# 1st oil change soon



## 08 passat turbo (Mar 29, 2008)

all these #'s..502.00 blah blah blah...what oil should i use? on my b5 passat i used mobil 1 synthetic 5w20....what do i use on my B6 PASSAT?


----------



## corradokidg60 (May 14, 2002)

*Re: 1st oil change soon (08 passat turbo)*

Any one of these:
http://www.audiusa.com/etc/med...e.pdf
You'll probably find Mobil 0w-40 easiest.


----------



## shipo (Jan 3, 2006)

*Re: 1st oil change soon (08 passat turbo)*


_Quote, originally posted by *08 passat turbo* »_all these #'s..502.00 blah blah blah...what oil should i use? on my b5 passat i used mobil 1 synthetic 5w20....what do i use on my B6 PASSAT?

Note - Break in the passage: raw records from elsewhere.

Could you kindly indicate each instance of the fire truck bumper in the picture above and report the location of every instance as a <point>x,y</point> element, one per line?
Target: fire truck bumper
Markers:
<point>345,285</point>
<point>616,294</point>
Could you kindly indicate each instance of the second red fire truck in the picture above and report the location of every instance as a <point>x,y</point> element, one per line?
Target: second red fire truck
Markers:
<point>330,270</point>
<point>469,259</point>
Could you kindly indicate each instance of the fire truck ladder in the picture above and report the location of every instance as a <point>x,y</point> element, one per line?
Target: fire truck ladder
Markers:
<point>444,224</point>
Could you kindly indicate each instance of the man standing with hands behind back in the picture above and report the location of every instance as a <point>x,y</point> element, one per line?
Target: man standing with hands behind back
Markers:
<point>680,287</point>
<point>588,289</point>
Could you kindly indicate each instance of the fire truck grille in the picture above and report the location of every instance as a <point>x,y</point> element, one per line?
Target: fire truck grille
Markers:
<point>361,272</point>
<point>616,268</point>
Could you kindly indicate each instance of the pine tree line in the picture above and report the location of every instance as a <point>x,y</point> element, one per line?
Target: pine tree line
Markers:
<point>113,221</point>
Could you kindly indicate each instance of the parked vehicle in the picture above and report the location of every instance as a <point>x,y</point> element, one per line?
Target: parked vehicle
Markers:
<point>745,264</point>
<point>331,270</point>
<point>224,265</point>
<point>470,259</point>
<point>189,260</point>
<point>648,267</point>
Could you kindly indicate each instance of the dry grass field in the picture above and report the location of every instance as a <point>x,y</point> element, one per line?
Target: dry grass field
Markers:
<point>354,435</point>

Well, if you want to ignore the 502.00 and 503.01 oil specifications and instead run Mobil 1 5W-20, you can kiss your warranty goodbye.
It really is that simple, use 502.00 oil (Castrol Syntec 5W-40 or 0W-30, or Mobil 1 0W-40) and keep your warranty intact.


----------



## poyg06 (Dec 15, 2004)

*Re: 1st oil change soon (shipo)*

I agree! 5w20 is to thin for VW, which run at higher temperature than most cars to pass emisions, but you should use a thicker oil like Mobile 1 0-40 and a Mann or mahle filter, I goot think cheap at ecstuning.com. http://****************.com/smile/emthup.gif


----------



## steelerfan (Aug 28, 2006)

*Re: 1st oil change soon (poyg06)*

I have purchased filters under the brand name of Mann, K&N, and Fram. They were all stamped "Made in Germany" and looked exactly the same. Don't think any manufacturers are independently making filters for the B6 yet, just rebranding Mann filters. I did see that Mobil 1 is now making a filter for the 2.0 but haven't seen it for sale anywhere.


----------



## bcze1 (Feb 6, 2007)

*Re: 1st oil change soon (steelerfan)*


_Quote, originally posted by *steelerfan* »_I have purchased filters under the brand name of Mann, K&N, and Fram. They were all stamped "Made in Germany" and looked exactly the same. Don't think any manufacturers are independently making filters for the B6 yet, just rebranding Mann filters. 

I agree. I wound up with a Fram for my 2.0T one day after inspecting it in store and realizing it looked and felt just like the Mann I had used prior, and it was also stamped with Made in Germany.


----------